While the invention has been described with more particular reference to the illustrated reactor form and assay-specific embodiments thereof, it is clearly open to considerable variation within the broader introductory description.

For example, the reactor can accommodate a sequence of reactions involving the same sample, with an associated instrument giving individual and/or, if appropriate, composite quantitative results for the respective analytical reactions. For this purpose the reactor base can have the appropriate reagents applied thereto as respective transverse bands in a successively spaced assay along the base so that the reagents are mobilised in sequence as liquid is drawn into the capillary body. Alternatively, or in addition, plural capillary body channels leading to a common site can be provided, as proposed in Patent Specification WO 90/11519.

In another example, an alternative reactor form involves a compressed or otherwise liquid-expansible capillary body. Such a body can expand when activated by the application of liquid to trap a thin film of the liquid against the associated electrodes. Also, such an expansion can be used to close off the enclosure adjacent the opening to prevent, or at least reduce, outward leaching. Similarly, it is possible to close the opposite end of the enclosure if it is not already otherwise so.

Claims

1. A disposable reactor for use with a co-operable instrument to form a quantitative analytical device, which reactor comprises a body of capillary material, a liquid-impermeable enclosure housing the capillary body and having an opening for application of liquid to the body, at least one reagent immobilised within the enclosure, and an electrode assembly passing through the enclosure, with one portion of the assembly extending within the enclosure to engage the capillary body and another portion of the assembly extending outside the enclosure, remotely from the enclosure opening, for connection with the associated instrument.

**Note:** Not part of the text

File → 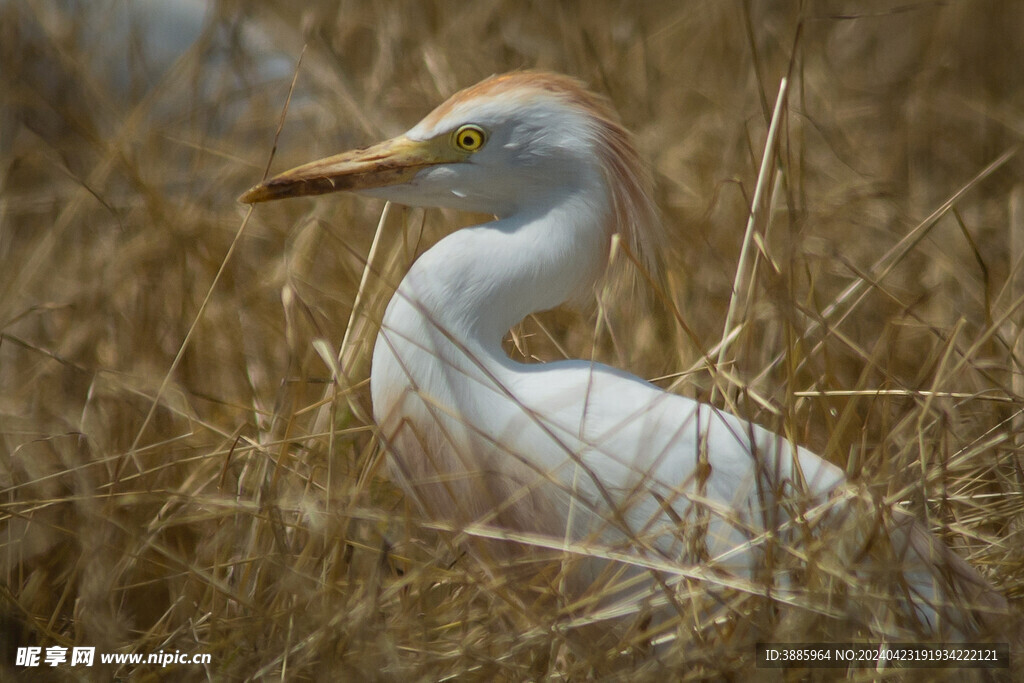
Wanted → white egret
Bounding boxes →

2. A reactor according to Claim 1 wherein said enclosure and capillary body are each of elongate form with said opening at one end of the enclosure and said electrode assembly passing through the opposite end.

3. A reactor according to Claim 2 comprising a strip base for said enclosure, with said electrode assembly extending longitudinally along one side face of said base, said capillary body being also of strip form and located on said base as well as one end portion, but not the other, of said electrode assembly, and an enclosure cover extending transversely over said body and connected with said base while leaving said electrode assembly other end portion exposed.

4. A reactor according to Claim 3 wherein said electrode assembly comprises two electrodes extending in mutually spaced side-by-side manner along said base.

5. A reactor according to Claim 3 or 4 wherein said electrode assembly is directly covered with a layer of electrically insulating material except at its ends for operable engagement with said body and instrument.

6. A reactor according to any preceding claim comprising a filter located in said enclosure between said capillary body and said opening.

7. A reactor according to any preceding claim comprising a reagent immobilised within said enclosure by impregnation in said capillary body.

8. A reactor according to any preceding claim comprising a reagent immobilised within said enclosure by deposition in the interior thereof.